Current work involves exploring non-typical steric zipper interactions. I have recently solved 3 more crystal structures of various segments of IAPP, one of which forms an out-of-register steric zipper. I have also solved 2 more out-of-register zipper structures of segments within p63 and p73, both paralogs of p53 and suggested to co-aggregate with mutant p53. Analysis of these out-of-register structures show that there is no weak interface among the hydrogen bonding interactions, unlike other structures that have displayed out-of-register packing. Interestingly, cell viability assays showed that these peptides are not very toxic, suggesting the importance of these weak interfaces in amyloid toxicity. This work further confirms the polymorphic nature of amyloids.
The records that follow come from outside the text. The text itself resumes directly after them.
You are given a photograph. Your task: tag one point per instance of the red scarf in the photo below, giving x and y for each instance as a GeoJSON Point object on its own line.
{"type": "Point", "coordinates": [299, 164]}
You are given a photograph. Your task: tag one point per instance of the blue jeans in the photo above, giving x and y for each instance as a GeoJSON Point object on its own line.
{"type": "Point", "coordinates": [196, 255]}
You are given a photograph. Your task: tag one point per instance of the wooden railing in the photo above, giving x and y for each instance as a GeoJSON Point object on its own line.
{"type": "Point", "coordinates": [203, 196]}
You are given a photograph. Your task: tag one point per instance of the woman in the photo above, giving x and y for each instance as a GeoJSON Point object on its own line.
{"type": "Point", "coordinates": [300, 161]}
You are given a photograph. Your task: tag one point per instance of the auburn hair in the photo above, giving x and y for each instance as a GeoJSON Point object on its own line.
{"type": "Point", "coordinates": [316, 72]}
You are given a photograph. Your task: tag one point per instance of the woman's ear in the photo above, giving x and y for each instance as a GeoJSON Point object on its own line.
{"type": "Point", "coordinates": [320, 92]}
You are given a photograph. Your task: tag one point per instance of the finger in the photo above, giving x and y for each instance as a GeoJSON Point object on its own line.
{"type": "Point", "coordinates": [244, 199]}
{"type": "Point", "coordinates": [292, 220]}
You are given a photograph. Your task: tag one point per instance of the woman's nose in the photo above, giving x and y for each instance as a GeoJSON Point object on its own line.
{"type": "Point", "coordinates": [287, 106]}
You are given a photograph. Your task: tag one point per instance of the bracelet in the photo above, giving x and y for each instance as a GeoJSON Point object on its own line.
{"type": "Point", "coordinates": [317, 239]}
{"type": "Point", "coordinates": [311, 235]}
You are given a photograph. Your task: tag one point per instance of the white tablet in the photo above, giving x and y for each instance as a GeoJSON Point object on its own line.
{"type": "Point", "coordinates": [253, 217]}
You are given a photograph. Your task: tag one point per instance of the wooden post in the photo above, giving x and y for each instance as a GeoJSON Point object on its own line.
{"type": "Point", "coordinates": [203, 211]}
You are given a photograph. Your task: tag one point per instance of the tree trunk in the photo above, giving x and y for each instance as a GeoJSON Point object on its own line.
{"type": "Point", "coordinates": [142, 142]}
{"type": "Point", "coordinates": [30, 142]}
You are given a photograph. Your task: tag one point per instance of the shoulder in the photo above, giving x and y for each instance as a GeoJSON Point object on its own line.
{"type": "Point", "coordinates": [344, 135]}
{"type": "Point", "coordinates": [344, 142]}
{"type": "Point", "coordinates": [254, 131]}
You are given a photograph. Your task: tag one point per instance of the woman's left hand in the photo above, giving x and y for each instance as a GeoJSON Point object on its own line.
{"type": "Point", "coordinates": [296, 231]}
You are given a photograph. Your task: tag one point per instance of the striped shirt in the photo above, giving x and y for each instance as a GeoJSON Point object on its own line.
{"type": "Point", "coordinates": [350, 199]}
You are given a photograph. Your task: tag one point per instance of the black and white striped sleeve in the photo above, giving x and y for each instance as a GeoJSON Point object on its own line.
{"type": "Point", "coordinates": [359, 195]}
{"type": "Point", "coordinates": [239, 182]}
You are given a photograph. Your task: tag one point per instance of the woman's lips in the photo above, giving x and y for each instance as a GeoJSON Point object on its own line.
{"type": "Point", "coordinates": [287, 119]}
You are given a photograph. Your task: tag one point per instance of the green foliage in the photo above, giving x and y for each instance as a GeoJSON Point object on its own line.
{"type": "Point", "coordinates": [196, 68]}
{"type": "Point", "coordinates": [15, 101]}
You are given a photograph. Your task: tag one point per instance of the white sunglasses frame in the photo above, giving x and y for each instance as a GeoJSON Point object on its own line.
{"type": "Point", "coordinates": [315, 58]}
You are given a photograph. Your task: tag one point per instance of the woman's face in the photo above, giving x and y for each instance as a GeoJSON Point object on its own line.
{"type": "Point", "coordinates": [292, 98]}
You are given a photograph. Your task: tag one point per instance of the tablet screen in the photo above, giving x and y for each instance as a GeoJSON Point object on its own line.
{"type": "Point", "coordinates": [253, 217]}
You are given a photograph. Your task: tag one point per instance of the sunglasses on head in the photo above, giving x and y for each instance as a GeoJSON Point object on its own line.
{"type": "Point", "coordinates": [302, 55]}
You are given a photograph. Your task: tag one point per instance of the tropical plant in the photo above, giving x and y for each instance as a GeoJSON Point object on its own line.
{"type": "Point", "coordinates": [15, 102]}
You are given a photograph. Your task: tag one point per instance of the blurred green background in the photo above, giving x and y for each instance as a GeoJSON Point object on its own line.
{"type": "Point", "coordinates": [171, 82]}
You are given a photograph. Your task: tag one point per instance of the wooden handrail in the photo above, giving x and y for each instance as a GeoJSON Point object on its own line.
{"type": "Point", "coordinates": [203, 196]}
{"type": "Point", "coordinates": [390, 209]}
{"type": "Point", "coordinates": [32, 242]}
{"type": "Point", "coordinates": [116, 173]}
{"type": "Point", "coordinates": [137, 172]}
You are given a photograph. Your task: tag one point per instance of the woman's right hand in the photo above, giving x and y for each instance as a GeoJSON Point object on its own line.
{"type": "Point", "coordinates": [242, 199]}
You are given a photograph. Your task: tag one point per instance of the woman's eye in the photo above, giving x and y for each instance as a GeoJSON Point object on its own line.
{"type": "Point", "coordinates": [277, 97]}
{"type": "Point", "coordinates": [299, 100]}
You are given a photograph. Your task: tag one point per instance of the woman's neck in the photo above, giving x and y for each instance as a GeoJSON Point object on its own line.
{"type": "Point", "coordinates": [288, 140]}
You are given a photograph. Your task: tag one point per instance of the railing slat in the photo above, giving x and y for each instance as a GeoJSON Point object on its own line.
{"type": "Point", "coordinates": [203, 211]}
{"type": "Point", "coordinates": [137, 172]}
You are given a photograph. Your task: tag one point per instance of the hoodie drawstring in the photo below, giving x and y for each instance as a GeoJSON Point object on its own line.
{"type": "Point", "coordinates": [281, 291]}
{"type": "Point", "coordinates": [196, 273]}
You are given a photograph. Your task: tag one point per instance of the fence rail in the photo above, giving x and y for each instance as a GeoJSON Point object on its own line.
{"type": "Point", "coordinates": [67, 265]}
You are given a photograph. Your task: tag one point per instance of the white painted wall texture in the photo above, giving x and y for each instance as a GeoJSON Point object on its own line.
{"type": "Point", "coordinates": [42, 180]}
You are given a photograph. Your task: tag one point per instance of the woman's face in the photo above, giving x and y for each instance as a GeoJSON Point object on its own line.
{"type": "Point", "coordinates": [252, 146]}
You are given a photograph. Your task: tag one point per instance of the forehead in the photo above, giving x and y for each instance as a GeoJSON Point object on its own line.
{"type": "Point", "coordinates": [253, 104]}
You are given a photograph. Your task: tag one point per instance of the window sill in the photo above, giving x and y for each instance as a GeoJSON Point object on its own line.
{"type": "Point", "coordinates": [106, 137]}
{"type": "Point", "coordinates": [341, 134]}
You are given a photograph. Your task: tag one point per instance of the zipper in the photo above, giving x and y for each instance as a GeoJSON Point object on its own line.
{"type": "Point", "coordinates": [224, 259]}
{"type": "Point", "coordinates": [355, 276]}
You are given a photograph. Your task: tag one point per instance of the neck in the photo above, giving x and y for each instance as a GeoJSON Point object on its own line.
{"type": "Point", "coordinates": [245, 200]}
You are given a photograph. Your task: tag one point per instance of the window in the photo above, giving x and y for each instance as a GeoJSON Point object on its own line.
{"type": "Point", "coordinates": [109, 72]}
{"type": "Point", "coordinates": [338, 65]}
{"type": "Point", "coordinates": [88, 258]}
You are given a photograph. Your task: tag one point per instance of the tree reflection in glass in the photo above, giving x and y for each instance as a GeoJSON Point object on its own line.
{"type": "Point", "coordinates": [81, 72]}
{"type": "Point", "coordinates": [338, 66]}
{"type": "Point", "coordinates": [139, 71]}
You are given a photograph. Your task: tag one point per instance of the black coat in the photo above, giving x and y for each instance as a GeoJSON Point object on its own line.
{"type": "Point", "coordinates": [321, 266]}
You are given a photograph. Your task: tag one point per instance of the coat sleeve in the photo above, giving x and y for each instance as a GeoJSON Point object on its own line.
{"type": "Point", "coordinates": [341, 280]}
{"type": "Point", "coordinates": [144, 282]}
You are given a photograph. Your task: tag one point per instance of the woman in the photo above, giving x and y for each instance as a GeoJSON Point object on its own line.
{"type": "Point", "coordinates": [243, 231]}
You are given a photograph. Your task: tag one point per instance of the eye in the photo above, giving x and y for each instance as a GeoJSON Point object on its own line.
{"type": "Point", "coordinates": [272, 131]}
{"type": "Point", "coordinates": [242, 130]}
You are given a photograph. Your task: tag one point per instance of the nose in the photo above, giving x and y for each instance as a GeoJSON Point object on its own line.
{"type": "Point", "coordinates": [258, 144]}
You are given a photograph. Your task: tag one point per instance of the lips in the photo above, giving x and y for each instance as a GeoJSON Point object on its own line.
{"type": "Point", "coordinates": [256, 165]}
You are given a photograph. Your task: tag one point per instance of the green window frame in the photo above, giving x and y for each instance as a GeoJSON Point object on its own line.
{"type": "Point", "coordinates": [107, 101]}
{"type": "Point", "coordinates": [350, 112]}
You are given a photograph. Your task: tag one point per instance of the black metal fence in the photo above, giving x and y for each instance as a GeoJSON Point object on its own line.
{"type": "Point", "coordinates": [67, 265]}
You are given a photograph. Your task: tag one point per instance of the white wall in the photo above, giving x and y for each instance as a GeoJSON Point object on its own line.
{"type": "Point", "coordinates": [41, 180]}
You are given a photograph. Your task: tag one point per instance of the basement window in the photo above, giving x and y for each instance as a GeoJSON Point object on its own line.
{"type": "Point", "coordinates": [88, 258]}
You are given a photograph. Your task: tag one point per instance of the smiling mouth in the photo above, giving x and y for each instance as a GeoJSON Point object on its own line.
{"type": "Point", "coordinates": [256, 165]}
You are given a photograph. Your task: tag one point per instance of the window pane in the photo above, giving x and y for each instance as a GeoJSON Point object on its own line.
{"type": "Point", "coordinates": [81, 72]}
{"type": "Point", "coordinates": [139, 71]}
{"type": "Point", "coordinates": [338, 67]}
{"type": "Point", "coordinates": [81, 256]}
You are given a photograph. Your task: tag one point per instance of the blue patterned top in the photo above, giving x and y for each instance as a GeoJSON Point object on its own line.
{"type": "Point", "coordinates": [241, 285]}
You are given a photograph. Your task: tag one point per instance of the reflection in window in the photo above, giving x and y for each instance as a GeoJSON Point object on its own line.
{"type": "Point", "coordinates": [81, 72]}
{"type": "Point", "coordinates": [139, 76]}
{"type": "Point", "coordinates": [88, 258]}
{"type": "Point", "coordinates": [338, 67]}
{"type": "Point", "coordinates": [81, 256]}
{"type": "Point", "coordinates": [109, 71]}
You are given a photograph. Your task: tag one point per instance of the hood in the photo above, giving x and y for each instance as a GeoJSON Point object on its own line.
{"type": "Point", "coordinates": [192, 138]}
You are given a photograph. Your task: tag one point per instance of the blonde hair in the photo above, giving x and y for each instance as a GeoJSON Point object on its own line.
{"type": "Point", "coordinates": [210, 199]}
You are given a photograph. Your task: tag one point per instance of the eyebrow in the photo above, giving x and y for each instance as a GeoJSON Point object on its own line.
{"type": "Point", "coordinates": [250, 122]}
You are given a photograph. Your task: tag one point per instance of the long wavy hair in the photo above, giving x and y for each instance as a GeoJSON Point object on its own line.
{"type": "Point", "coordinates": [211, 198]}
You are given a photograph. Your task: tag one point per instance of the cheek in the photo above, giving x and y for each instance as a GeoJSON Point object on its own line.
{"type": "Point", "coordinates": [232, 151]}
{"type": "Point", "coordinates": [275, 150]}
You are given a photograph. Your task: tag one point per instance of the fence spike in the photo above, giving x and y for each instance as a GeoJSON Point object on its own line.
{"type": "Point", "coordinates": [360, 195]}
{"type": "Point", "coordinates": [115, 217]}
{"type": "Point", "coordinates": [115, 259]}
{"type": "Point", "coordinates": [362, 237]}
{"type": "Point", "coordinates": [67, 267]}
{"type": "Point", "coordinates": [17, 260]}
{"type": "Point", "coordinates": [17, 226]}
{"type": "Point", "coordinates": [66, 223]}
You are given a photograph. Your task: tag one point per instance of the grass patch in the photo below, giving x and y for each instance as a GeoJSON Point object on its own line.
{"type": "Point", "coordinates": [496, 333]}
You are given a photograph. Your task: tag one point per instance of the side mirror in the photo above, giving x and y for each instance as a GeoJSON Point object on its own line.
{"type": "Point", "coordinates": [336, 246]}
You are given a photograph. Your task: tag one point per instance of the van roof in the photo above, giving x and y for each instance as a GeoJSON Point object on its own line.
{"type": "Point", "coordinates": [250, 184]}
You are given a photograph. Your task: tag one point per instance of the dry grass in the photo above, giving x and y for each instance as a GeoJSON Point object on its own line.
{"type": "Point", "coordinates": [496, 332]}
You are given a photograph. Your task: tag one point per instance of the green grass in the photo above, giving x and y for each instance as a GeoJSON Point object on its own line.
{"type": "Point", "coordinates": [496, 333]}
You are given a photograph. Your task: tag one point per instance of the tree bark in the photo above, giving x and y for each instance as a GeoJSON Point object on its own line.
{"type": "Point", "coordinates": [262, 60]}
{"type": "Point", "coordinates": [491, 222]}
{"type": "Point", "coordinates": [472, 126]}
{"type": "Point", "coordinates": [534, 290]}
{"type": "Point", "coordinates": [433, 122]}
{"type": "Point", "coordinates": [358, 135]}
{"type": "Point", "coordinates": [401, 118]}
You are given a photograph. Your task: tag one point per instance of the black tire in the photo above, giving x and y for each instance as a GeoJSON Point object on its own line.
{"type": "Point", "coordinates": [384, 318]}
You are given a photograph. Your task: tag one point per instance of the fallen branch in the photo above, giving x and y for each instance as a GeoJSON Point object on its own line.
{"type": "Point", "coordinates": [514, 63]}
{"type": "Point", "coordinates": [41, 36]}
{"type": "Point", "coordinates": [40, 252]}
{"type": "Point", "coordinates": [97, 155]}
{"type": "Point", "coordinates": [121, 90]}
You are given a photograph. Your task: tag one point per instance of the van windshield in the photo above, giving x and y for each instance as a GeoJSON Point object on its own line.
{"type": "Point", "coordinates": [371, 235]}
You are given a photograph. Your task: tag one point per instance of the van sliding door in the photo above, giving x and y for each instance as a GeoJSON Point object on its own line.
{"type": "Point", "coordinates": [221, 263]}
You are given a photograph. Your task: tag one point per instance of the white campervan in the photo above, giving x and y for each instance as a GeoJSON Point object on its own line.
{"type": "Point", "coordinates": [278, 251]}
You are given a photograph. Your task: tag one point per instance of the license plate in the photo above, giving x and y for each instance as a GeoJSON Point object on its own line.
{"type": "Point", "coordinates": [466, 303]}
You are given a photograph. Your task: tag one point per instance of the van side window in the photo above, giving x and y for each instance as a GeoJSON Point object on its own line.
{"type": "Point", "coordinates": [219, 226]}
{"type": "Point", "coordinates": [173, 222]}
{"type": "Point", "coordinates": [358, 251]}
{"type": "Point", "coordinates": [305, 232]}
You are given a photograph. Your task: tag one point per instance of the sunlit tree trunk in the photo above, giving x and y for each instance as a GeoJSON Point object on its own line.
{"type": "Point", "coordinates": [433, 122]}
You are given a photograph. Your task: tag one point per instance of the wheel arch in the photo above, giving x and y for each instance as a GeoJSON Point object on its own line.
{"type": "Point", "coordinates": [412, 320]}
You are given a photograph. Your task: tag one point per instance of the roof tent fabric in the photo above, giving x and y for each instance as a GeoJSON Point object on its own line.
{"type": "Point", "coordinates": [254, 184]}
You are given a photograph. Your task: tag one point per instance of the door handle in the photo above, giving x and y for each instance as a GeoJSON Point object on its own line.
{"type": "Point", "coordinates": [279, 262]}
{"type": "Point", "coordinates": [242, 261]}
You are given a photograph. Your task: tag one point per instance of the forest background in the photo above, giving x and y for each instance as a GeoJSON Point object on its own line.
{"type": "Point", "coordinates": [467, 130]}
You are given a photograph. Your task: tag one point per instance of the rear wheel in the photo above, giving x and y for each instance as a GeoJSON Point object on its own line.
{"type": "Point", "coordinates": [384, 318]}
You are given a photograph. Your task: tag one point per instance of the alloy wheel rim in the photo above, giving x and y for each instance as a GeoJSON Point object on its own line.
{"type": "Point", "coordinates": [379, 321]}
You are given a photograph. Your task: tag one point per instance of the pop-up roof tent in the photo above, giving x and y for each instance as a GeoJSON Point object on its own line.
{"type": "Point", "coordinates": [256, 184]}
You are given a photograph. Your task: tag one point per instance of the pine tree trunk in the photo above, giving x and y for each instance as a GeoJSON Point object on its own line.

The results embodied in this dissertation have assisted in advancing our understanding of molecular basis for amyloid fibril polymorphism and provides a preliminary characterization of the potential toxic amyloid oligomer cylindrin. In addition, the new crystallization methodology described in this work has the potential to improve the chances of crystallizing longer amyloid segments and additional proteins of unknown structure. Greater comprehension of the structural details of amyloid proteins not only can shed light into amyloid-aggregation mechanisms, but can also offer insight into the mechanisms of toxicity and aid in the development of therapeutics that target amyloid fibrillization and block aggregation.